Other studies using a pedometer in adults mostly suggest reactivity [24,25,26]. However, several factors should be considered. Firstly, adults are more sensitive to the current PA recommendation and their own PA compared to children and adolescents [27, 28]. Secondly, some teenagers cannot do PA when they wish because of their family constraints, lifestyles, and/or school rhythms [29, 30]. Another interesting difference can be observed in the direct and continuous view of the results; adults could observe the digital screen of their pedometer, which contrasts with the measurement of PA by the accelerometer in our study, where all subjects remained blind to their individual counts throughout the study. In addition, when PA was assessed by use of a pedometer, the participants were asked to file a daily step log, which may have further affected their motivation for PA. Wearing a pedometer has been reported to be a simple, noninvasive way to increase awareness of daily activity, which led to an increase in PA by adult women [31].
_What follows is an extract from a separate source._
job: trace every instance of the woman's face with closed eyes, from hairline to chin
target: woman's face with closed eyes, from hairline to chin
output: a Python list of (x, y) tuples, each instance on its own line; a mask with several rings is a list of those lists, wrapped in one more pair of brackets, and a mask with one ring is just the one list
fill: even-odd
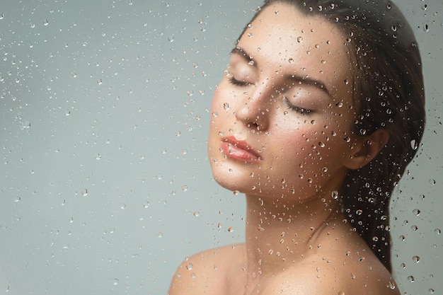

The main strength of the study is the use of the random assignment of treatment condition vs. real covert condition, which provides confidence in our findings. However, our results have to be interpreted with caution because we only included healthy young people. Therefore, our conclusions cannot be extended to pathologic conditions. It would be judicious to investigate the reactivity in subpopulations including overweight or obese children and other chronic diseases such as respiratory diseases or diabetes. Finally, we did not collect the parents’ education level or socioeconomic status. These parameters may influence attitudes to healthy lifestyles, PA, and the motivation to wear a monitor.

Conclusions

Our findings show that the awareness of wearing an accelerometer does not influence PA and PA patterns in healthy youth people. Therefore, the study confirms that accelerometry is an objective method that accurately reflects habitual PA and can be used for monitoring PA in children and adolescents.